Mulla ‘Abdu'l Husayn

Mullá ‘Abdu'l Husayn, a legendary ancestor of mine, was well known as a scholar in the province of Fars. He was admired for his keen intuition, eloquent speeches, and fluid writing.

It is said that tears were often flowing from his eyes while he was praying. As soon as he learned that eminent individuals such as Quduss, Mullá Husayn and Vahid had accepted the claim of the Báb, he knew instinctively that the Báb was the True One. He accepted Him in his heart and prayed to be able to render some service to Him. Mulla ‘Abdu'l Husayn and his family supported Vahid in his efforts during the first Nayriz upheaval at the fortress.

Eighty-year-old Mullá ‘Abdu'l Husayn and his son, with more than 100 others, traveled for 40 miles to Ronize from Nayriz to meet Vahid without any fear of reprisal from the angry governor. Shortly after meeting Vahid, he became one of the leaders of the Bábí movement in Nayriz, commanding unprecedented respect from Vahid. When Vahid received the news that Mullá ‘Abdu'l Husayn had been shot in the leg by one of the governor's soldiers, Vahid visited him. Later in a letter, he referred to Husayn as “the First Martyr of Nayriz” even though he survived that assault. Mullá ‘Abdu'l Husayn was martyred during a subsequent episode.

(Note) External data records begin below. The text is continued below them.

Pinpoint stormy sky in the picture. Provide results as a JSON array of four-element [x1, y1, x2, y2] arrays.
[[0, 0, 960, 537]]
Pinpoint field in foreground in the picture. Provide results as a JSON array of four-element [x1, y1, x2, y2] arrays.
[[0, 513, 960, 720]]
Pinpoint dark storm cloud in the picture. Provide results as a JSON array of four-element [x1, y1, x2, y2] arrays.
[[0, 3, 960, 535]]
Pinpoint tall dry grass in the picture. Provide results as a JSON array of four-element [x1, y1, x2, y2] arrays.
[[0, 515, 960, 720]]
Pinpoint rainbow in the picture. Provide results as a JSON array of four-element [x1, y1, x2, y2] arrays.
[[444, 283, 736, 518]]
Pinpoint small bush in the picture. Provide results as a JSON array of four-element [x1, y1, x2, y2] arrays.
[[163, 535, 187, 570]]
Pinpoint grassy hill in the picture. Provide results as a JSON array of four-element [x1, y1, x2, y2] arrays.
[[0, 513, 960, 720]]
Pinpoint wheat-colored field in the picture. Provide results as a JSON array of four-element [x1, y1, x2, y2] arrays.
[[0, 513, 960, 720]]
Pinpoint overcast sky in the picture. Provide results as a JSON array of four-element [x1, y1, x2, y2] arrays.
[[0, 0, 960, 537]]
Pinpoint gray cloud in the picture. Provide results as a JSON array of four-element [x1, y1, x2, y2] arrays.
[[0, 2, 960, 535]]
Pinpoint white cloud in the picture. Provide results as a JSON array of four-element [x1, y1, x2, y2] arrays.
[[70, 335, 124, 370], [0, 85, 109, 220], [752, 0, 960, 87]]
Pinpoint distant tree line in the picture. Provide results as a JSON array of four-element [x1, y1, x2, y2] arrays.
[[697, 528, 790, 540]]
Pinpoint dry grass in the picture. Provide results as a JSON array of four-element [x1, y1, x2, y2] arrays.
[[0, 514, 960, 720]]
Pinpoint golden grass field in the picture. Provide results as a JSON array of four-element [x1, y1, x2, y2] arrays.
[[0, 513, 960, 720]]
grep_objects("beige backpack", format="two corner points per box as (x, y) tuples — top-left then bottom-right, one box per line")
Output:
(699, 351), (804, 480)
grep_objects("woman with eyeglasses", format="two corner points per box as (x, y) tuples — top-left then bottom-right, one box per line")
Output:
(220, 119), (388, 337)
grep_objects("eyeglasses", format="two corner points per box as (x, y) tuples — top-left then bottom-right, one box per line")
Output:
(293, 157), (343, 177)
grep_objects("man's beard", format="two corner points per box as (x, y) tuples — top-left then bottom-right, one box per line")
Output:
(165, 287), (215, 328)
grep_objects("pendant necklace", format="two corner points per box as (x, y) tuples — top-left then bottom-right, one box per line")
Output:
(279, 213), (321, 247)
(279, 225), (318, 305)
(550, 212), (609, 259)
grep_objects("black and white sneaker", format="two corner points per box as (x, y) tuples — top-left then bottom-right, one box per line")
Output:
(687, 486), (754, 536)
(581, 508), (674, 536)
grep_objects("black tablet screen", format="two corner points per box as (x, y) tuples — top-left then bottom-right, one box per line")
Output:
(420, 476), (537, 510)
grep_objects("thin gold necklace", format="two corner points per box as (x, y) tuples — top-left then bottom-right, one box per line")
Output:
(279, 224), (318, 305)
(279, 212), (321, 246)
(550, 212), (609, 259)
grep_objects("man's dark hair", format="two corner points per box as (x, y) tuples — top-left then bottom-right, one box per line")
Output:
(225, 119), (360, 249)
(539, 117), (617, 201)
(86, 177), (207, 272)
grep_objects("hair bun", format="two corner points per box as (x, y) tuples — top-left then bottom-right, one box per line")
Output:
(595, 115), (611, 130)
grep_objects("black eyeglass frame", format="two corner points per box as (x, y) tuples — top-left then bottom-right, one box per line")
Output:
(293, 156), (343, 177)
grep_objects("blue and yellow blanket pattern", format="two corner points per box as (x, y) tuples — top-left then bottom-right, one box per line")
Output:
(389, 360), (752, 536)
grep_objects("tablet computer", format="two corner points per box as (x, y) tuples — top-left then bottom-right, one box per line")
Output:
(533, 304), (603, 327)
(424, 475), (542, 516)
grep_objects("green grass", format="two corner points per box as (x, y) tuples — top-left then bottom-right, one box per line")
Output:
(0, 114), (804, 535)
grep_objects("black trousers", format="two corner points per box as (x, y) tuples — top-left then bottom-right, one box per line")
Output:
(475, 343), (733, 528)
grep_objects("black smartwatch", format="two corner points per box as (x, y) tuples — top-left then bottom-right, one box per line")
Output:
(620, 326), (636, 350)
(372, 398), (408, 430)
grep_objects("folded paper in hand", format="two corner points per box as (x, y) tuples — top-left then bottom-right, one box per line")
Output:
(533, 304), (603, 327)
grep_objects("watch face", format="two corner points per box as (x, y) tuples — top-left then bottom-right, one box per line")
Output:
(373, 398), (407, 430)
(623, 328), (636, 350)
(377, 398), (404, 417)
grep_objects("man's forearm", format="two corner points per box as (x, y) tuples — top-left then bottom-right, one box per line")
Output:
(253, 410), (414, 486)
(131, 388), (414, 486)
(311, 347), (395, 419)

To protect his followers from further assault, Vahid then moved the followers to the Khajih Fortress. Mullá ‘Abdu'l Husayn and his family were among those who accompanied Vahid inside the fortress.

The famous author A. L. M. Nicolas, described some of the events of that period. He wrote that Mullá ‘Abdu'l Husayn was an expert in Islamic Law and the judge of the town. Nicolas also mentioned that Mulla Muhammad Taqi, Husayn's son, had returned from Herat, where he went to meet Siyyid Ja'far, and had joined the believers in battle. Mullá Muhammad Taqi was killed at the Khajih Fort. Vahid had tried to comfort Husayn, who answered that his only wish had been to sacrifice himself and his children in the path of the Loved One. He also said that the death of his son and the rest of the family was truly a gift to the Promised One and the highest station that one could ever attain.

After the Khajih Fort incident, Mullá ‘Abdu'l Husayn escaped, along with his four sons, three brothers and their families. The governor confiscated their homes and belongings. All of his sons and brothers were killed in the Second Nayriz upheaval while Husayn, with the rest of his family; mostly the women and children were captured and taken to Shiraz in chains.

In a gathering of Shiraz officials, Mullá ‘Abdu'l Husayn was questioned: ‘Why did you, at such an old age - with a white beard, choose to follow the Báb?” Mullá ‘Abdu'l Husayn answered, “ Because I wished to be a sincere one”. Not liking his answer, they filled his mouth with dirt and sand to humiliate him. The governor called him mischievous and asked Husayn if he would like to be a king. The elderly Mullá ‘Abdu'l Husayn replied that he did not have the energy to talk with them anymore due to his old age. “ Your soldiers beheaded my sons in front of me and took their wives as slaves …leave me alone.”

According to Nicolas, Husayn was wounded at that meeting when one of the soldiers took a shot at him.

Mullá ‘Abdu'l Husayn's grandson, Mullá Muhammad Shafi, the son of Mullá Ali Naqi, although only twelve during the first incident at the fort, kept a precise diary covering the lives of many individuals, including Mullá ‘Abdu'l Husayn. Shafi's diary has been referenced by Nabil in The Dawn Breakers.

After the interrogation in Shiraz, Mullá ‘Abdu'l Husayn was martyred as he and a score of other Bábís were being taken on foot from Shiraz to Tihrán by the order of the Sháh. In the village of Seadat-u-Abad, close to the city of Abadeh, he became very ill and could not continue the journey. Consequently, the soldiers decapitated him, buried his body, and then carried his head aloft a spear as they did with those of the other beheaded martyrs. Eventually they buried the decomposing heads, in a known location, after reaching Abadeh.